Long before the Ukraine invasion disaster, Russia was struggling with the task of rebuilding the military after the collapse of the Soviet Union in late 1991. Russia needed soldiers and they became increasingly hard to obtain since the 1980s and that got worse after the 1991 collapse of the Soviet Union. Having tried just about everything else, Russia sought Russian-speaking foreigners from former Soviet republics that had become independent. Foreign recruits had to meet the psychological and physical standards, and especially if they had needed skills, good jobs are available. Not many Russian-speaking foreigners were interested.

This inability to attract new recruits, even with conscription, put the government in an embarrassing situation because promises were made on this issue and not kept. Not once but multiple times. Some of the solutions make the problem worse. For example, in 2012 the government assured the public that conscription would end by 2020 and be replaced with better paid and trained volunteers (contract soldiers). That did not happen because of a shortage of volunteers and money to pay them. To make matters worse the number of eligible conscripts continues (as expected) to shrink. This also puts at risk plans to also create a large reserve force.

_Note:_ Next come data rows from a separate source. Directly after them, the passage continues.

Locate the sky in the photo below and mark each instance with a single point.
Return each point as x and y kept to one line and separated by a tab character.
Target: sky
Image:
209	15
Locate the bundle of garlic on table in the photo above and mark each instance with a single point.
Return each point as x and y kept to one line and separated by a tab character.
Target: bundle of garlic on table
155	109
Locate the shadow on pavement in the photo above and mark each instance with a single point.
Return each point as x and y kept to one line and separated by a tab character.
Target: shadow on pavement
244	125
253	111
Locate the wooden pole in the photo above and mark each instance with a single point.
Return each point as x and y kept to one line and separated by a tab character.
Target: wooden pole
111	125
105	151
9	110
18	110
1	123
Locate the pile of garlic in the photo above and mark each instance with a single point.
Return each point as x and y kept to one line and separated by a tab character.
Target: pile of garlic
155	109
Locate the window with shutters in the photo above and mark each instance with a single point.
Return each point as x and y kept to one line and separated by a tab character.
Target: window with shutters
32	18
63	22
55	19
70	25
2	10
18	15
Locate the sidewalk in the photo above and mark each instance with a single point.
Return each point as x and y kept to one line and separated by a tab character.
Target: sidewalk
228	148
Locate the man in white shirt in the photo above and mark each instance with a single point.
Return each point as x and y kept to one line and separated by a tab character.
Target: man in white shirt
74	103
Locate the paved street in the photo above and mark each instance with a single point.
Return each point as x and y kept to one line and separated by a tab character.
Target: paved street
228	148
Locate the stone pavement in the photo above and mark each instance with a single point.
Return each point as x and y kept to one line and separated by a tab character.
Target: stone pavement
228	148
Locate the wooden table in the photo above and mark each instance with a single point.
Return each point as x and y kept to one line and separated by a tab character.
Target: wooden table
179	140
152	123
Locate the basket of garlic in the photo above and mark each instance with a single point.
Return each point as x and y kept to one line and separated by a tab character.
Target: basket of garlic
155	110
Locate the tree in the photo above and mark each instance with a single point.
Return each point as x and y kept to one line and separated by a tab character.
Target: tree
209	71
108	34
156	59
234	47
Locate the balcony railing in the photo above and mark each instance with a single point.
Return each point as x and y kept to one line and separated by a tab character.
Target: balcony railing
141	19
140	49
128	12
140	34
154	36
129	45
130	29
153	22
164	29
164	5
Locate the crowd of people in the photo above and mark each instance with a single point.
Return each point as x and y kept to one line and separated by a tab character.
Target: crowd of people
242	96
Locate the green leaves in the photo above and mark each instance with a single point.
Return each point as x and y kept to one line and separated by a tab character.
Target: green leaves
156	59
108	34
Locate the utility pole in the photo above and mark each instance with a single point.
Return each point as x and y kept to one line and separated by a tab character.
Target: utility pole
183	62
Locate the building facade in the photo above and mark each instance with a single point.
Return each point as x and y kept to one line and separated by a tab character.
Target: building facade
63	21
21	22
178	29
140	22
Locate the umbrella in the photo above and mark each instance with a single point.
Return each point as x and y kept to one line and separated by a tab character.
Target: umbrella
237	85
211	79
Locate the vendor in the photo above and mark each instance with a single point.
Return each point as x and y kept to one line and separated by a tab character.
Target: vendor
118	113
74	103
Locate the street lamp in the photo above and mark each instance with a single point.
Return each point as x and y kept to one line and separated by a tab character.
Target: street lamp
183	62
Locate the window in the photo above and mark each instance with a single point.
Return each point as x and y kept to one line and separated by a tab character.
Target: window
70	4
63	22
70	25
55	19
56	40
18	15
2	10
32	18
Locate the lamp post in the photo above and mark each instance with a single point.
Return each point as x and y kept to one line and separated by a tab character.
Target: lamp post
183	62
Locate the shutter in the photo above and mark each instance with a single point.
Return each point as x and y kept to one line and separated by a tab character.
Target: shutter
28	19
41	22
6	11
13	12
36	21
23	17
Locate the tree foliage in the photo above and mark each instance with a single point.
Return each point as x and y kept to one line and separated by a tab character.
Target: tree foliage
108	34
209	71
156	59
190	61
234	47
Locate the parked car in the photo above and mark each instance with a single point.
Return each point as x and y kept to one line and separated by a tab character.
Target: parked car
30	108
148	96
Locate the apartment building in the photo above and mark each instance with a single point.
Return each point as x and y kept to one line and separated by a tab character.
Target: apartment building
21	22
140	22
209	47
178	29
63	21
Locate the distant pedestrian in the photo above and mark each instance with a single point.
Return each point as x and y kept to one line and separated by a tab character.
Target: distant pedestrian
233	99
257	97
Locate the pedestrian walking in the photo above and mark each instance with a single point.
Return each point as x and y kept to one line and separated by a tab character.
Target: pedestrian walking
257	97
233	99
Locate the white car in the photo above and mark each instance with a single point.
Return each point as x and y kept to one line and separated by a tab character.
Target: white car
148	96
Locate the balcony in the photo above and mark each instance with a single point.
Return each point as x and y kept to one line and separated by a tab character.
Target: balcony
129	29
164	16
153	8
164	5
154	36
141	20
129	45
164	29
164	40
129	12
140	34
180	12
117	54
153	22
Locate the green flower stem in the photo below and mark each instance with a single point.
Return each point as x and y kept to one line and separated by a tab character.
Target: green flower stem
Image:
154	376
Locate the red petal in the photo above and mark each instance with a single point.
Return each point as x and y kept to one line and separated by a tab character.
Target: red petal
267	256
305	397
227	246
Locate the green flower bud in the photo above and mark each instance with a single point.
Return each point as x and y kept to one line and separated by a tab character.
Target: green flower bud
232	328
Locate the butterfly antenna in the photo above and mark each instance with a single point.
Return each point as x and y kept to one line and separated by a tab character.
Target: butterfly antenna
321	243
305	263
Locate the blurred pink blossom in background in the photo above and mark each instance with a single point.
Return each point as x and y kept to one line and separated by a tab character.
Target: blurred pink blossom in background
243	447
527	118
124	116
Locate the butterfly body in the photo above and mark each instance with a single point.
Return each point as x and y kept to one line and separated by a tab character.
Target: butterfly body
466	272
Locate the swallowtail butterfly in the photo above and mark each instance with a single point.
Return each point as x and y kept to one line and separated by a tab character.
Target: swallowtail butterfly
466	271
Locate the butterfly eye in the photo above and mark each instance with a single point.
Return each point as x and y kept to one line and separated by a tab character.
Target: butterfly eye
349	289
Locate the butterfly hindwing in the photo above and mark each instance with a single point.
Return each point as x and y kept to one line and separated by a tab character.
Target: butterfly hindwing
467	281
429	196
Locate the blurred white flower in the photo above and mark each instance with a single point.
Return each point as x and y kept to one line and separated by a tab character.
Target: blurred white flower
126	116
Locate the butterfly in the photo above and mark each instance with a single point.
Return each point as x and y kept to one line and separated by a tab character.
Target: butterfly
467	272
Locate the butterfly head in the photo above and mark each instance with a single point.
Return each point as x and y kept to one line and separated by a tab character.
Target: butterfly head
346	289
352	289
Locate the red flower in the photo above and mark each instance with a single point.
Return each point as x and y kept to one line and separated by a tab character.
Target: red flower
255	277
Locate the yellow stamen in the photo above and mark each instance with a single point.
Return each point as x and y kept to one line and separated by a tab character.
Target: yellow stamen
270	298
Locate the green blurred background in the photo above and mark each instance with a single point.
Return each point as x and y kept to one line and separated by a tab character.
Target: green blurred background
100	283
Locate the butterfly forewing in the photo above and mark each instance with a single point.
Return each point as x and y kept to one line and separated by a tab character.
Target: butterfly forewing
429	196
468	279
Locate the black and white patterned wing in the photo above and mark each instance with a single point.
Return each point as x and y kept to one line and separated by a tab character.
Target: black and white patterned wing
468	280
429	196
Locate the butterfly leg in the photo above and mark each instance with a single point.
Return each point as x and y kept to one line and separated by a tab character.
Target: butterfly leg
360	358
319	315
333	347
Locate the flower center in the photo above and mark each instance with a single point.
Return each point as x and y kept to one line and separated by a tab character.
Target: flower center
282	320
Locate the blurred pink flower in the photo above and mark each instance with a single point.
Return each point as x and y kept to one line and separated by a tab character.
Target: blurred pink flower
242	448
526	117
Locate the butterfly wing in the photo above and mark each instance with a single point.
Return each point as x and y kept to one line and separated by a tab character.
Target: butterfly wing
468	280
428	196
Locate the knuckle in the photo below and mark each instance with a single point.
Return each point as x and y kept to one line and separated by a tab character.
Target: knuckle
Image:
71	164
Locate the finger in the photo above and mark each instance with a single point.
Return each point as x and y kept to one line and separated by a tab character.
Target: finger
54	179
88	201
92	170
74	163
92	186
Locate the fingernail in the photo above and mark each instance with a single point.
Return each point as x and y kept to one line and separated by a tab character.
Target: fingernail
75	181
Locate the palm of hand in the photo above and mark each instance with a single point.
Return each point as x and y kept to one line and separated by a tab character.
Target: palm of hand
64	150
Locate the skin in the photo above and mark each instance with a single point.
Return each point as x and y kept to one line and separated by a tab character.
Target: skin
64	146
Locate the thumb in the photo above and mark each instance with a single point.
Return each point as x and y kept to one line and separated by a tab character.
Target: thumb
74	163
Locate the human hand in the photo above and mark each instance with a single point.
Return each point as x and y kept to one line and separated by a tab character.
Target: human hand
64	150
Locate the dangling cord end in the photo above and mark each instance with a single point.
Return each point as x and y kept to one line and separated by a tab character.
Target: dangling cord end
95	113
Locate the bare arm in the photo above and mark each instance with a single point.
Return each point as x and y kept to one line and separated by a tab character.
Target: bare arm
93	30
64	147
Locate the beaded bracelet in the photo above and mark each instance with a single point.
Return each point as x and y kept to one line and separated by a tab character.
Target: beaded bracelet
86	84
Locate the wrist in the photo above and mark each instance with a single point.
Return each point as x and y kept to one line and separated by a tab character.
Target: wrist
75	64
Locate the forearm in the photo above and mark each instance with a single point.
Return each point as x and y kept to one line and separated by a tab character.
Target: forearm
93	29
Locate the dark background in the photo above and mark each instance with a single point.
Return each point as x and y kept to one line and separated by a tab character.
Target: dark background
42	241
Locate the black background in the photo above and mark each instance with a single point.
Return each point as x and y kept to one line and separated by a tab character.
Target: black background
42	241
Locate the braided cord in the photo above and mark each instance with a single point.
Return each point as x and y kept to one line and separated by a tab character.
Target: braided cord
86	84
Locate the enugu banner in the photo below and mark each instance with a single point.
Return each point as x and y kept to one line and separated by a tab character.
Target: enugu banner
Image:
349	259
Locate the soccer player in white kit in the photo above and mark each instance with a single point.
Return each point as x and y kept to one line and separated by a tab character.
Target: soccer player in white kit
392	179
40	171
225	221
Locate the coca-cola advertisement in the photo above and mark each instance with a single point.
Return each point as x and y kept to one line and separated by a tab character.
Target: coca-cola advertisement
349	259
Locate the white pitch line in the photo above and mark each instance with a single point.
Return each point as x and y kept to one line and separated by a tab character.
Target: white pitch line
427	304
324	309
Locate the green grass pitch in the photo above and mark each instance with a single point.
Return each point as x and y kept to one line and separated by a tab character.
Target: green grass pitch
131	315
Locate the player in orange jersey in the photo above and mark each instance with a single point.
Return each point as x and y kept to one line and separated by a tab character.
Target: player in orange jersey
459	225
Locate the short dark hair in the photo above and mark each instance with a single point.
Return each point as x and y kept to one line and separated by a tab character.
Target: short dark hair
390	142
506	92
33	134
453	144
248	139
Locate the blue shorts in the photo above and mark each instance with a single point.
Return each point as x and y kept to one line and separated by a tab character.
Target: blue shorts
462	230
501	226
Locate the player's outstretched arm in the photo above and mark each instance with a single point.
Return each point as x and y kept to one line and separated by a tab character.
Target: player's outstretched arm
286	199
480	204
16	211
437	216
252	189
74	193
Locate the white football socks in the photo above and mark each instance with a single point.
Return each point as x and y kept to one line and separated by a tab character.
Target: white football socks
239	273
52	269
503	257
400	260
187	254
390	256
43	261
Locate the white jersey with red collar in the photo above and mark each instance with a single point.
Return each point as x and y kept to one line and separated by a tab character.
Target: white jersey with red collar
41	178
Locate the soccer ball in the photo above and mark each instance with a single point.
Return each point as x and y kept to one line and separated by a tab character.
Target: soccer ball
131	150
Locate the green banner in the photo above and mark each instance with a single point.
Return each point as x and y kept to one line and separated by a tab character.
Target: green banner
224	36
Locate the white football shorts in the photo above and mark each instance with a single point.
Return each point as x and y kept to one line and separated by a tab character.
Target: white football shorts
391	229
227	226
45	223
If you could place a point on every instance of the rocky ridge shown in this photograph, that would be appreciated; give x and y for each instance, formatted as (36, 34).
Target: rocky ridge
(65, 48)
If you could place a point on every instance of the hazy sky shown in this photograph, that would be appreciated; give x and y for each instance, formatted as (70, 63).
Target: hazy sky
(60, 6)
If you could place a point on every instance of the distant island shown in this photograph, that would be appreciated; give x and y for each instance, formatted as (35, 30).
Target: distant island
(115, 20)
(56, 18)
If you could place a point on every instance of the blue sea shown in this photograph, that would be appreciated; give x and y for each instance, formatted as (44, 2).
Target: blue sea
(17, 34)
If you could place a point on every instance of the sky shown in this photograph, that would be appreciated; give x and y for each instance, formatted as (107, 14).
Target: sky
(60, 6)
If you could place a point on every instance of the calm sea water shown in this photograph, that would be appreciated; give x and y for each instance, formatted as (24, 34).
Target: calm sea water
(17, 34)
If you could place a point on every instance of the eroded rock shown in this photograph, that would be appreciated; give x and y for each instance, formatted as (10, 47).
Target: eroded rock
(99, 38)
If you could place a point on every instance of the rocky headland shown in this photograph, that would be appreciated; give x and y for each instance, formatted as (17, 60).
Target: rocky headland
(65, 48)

The decline in available conscripts could be seen in the official number of conscripts expected for the semi-annual draft. Russian conscription still operates like the original 19th century version when it was easier to take the conscripts twice a year. The late 2017 draft expected to obtain 134,000 conscripts, compared to 152,000 in late 2016. Only 147,000 were available for the early 2017 draft and the decline continued into the 2020s. It was obvious that conscription could not be eliminated until the mid-2020s at the earliest and even that was seen as too optimistic because the military, under pressure to “meet the quota”, takes a larger number of young men who are unfit for service and leaves it to the units that receive these men to sort that out. That can be made to work in peacetime but if there is any combat it quickly leads to disaster. All industrialized nations (including China) now suffer from the problem of too many potential recruits being overweight, out of shape or illegal drug users.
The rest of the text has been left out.